Consciousness, idealist philosophy, materialist philosophy, interdisciplinary,
parapsychology, intelligent design of the universe
by Axel Randrup
of the book
A Genuine Theory of Everything
by Orogee Dolsenhe,
EBookstand Books Houston, USA, 2005.
xviii + 456 pages.
Author's e-mail email@example.com
This book is an original and imaginative piece of work. The author is
critical towards mainstream science and materialist philosophy. and specifically
he criticizes the attempts of some physicists to make "a theory of
everything" based on physics only. He thinks, that "everything"
must include mind and consciousness, and in the book he tries to develop
a genuine theory of everything based on an idealist philosophy.
In idealist philosophy consciousness is there from the beginning, but then
"a material thing" requires explanation. Dolsenhe regards the
physical world as a pile of mathematical equations and numbers, all considered
as mental qualities.. He thinks, that our perceptual system adds perceptual
qualia to the mathematical frame, like a sculptor attaches clay to a wire
frame (pp. 134, 223,). Based on idealist philosophy I have described material
objects as heuristic concepts useful for expressing observations within
a certain domain with some of their mutual relations (1).

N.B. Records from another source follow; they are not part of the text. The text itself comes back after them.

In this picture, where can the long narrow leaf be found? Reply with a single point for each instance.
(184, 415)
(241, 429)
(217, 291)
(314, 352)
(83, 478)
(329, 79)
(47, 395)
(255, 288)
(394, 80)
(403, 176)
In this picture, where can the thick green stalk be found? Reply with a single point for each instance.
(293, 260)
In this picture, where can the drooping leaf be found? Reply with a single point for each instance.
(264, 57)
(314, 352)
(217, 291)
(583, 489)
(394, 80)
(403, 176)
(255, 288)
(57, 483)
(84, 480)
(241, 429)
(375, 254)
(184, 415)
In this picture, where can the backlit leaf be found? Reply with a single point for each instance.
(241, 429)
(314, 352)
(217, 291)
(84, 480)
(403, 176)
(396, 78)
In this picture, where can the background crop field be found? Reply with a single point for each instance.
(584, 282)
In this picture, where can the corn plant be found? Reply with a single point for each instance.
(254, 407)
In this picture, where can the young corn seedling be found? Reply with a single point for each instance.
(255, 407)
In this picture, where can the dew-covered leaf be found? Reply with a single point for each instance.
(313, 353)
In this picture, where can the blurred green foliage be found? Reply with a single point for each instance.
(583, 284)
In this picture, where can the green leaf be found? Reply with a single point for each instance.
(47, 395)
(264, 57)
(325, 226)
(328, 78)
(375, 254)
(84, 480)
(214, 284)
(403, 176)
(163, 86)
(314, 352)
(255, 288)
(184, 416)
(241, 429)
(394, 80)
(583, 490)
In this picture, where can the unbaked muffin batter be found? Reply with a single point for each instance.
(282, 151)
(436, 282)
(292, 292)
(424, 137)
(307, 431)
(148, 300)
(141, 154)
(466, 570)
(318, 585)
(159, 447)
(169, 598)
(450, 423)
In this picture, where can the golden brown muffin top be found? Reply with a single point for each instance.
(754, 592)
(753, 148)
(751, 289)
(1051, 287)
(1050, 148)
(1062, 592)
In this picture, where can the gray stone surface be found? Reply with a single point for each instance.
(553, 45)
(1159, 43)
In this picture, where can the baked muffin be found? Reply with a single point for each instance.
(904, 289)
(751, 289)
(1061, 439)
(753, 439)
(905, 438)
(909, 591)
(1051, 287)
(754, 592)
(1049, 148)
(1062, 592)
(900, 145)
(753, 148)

Though not identical
I think these two explanations are in quite good agreement.
The author proposes, that all there exists in nature are two fundamental
entities of consciousness, the "primal consciousness" and the
"nodink" and he undertakes to present an idealistic view of the
universe based on these two entities (pp. 100, 133).
The word nodink is an abbreviation of node + link. The node may be a concept
and the links may be between concepts. The basic property of nodink is its
capacity to possess consciousness. A nodink can access the conscious content
of another nodink, another person, the primal consciousness etc.
The supposed capacity of the fundamental entity nodink to access conscious
content of another person of course readily places parapsychological phenomena
such as telepathy within the authors paradigm. Indeed he regards telepathy
as a fundamental entity of nature (p. 359).
Dolsenhe states, that parapsychology is one of the most stigmatized subjects
in modern science, and he thinks, that in spite of rejection and ridicule
investigators have provided convincing evidence for the reality of these
phenomena. I concur with these views, but very lately more appreciative
and balanced attitudes to parapsychology have appeared. Thus there is now
a professor of parapsychology in the university of Lund, Sweden, and the
Journal of Consciousness Studies has published two special issues on parapsychological
subjects, edited in a balanced way ( Vol. 10, No. 6-7, 2003 and Vol.12,
No. 6, 2005).
The author regards primal consciousness as the consciousness that supplies
the property of awareness to individuals. No life can generate consciousness,
organisms can only access the primal consciousness. He thinks the primal
consciousness is a single, finite pool of resource of consciousness available
to all beings.
He also thinks, there is an intelligent being, who determines and calculates
every observed event in the universe and refers to this being as "metamind".
He thinks. the metamind splits into five branches, each with specific roles,
and that all the particles in the universe are not just created at one point
and then left alone to interact by themselves - instead the universe is
continuously created (pp. 136 - 139, 143). These views appear far-fetched
to me. However, they can be seen as a contribution to the current discussion
about a possible intelligent design of the universe.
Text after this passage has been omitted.